We’re taking time this fall to root and re-orient ourselves in the way of our Rabbi, Jesus. We’ll reflect on the way and work of this people at The Parish, and how we might respond to Jesus’ invitations from Matthew 11: Come to Me, Walk with Me, Work with Me, Watch How I Do It.
This week, we explore Jesus’ call to cultivate a prayer-filled life, and how the contemplative traditions in Church history show us how we might learn to practice the presence of God. After a short talk to orient ourselves, Jennie Wheaton guides us in an extended prayer practice to Be with Jesus.
“In Christ we have bold and confident access to God through faith in him… This is why I kneel before the Father. I ask that he will strengthen you in your inner selves from the riches of his glory through the Spirit. I ask that Christ will live in your hearts through faith. As a result of having strong roots in love, I ask that you’ll have the power to grasp love’s width and length, height and depth, together with all believers. I ask that you’ll know the love of Christ that is beyond knowledge so that you will be filled entirely with the fullness of God.

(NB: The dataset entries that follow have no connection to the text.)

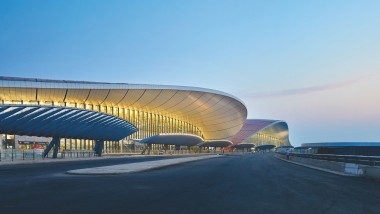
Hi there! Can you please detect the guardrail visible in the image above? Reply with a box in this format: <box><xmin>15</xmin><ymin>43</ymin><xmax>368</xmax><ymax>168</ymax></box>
<box><xmin>0</xmin><ymin>149</ymin><xmax>95</xmax><ymax>161</ymax></box>
<box><xmin>277</xmin><ymin>152</ymin><xmax>380</xmax><ymax>166</ymax></box>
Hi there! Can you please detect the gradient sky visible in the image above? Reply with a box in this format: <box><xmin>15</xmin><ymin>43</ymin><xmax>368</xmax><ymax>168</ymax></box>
<box><xmin>0</xmin><ymin>0</ymin><xmax>380</xmax><ymax>146</ymax></box>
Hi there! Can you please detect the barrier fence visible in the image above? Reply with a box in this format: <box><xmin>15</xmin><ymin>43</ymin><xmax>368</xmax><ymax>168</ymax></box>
<box><xmin>277</xmin><ymin>152</ymin><xmax>380</xmax><ymax>166</ymax></box>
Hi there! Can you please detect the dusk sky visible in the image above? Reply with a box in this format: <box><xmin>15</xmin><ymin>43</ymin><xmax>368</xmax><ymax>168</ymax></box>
<box><xmin>0</xmin><ymin>0</ymin><xmax>380</xmax><ymax>146</ymax></box>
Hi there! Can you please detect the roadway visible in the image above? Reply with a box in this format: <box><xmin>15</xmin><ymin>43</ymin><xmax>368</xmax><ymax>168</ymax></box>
<box><xmin>0</xmin><ymin>154</ymin><xmax>380</xmax><ymax>214</ymax></box>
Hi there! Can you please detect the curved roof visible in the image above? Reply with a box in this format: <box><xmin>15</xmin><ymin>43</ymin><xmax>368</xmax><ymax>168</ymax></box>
<box><xmin>0</xmin><ymin>77</ymin><xmax>247</xmax><ymax>140</ymax></box>
<box><xmin>0</xmin><ymin>105</ymin><xmax>137</xmax><ymax>141</ymax></box>
<box><xmin>231</xmin><ymin>119</ymin><xmax>290</xmax><ymax>145</ymax></box>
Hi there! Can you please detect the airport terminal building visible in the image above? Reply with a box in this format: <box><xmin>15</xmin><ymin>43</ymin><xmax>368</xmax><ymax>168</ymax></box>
<box><xmin>0</xmin><ymin>77</ymin><xmax>289</xmax><ymax>156</ymax></box>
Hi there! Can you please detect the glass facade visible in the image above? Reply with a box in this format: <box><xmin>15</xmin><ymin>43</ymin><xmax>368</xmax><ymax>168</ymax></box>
<box><xmin>1</xmin><ymin>100</ymin><xmax>203</xmax><ymax>153</ymax></box>
<box><xmin>243</xmin><ymin>132</ymin><xmax>286</xmax><ymax>147</ymax></box>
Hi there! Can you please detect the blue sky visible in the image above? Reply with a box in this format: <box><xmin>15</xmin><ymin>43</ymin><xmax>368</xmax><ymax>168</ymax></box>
<box><xmin>0</xmin><ymin>0</ymin><xmax>380</xmax><ymax>145</ymax></box>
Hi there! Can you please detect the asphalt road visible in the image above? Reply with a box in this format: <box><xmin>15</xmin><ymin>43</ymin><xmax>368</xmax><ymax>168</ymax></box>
<box><xmin>0</xmin><ymin>154</ymin><xmax>380</xmax><ymax>214</ymax></box>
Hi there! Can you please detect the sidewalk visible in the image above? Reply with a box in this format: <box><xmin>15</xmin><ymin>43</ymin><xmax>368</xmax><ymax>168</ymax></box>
<box><xmin>66</xmin><ymin>155</ymin><xmax>222</xmax><ymax>175</ymax></box>
<box><xmin>0</xmin><ymin>153</ymin><xmax>221</xmax><ymax>166</ymax></box>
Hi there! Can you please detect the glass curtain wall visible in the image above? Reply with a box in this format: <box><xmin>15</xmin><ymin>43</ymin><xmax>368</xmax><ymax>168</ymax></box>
<box><xmin>0</xmin><ymin>100</ymin><xmax>202</xmax><ymax>152</ymax></box>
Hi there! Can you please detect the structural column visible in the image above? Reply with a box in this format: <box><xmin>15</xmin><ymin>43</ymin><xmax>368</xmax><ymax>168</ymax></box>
<box><xmin>94</xmin><ymin>140</ymin><xmax>104</xmax><ymax>157</ymax></box>
<box><xmin>44</xmin><ymin>137</ymin><xmax>61</xmax><ymax>158</ymax></box>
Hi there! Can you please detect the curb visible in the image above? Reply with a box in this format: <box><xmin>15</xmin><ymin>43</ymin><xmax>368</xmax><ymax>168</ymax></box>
<box><xmin>66</xmin><ymin>155</ymin><xmax>222</xmax><ymax>175</ymax></box>
<box><xmin>274</xmin><ymin>155</ymin><xmax>360</xmax><ymax>177</ymax></box>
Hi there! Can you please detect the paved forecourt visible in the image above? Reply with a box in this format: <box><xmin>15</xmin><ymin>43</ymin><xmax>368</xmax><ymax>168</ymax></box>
<box><xmin>66</xmin><ymin>155</ymin><xmax>222</xmax><ymax>175</ymax></box>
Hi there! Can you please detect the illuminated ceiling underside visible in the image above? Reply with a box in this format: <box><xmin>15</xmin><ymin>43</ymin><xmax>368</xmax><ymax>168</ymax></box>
<box><xmin>140</xmin><ymin>133</ymin><xmax>203</xmax><ymax>146</ymax></box>
<box><xmin>0</xmin><ymin>105</ymin><xmax>137</xmax><ymax>141</ymax></box>
<box><xmin>231</xmin><ymin>119</ymin><xmax>290</xmax><ymax>146</ymax></box>
<box><xmin>0</xmin><ymin>77</ymin><xmax>247</xmax><ymax>140</ymax></box>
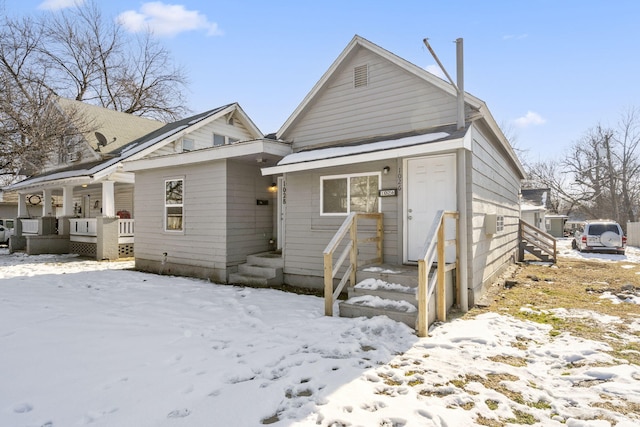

Glory to God, who is able to do far beyond all that we could ask or imagine by his power at work within us; glory to him in the church and in Christ Jesus for all generations, forever and always. Amen.”
“Are you tired? Worn out? Burned out on religion? Come to me. Get away with me and you’ll recover your life. I’ll show you how to take a real rest. Walk with me and work with me—watch how I do it. Learn the unforced rhythms of grace. I won’t lay anything heavy or ill-fitting on you. Keep company with me and you’ll learn to live freely and lightly.”
Practice the Way
Consider the guiding image we’re using throughout this series. Is there a specific “table leg” you tend to prioritize/emphasize? What can you celebrate about why that tradition is meaningful for you? And is there another tradition God is calling you to lean into in order to balance and expand your experience of the great Feast?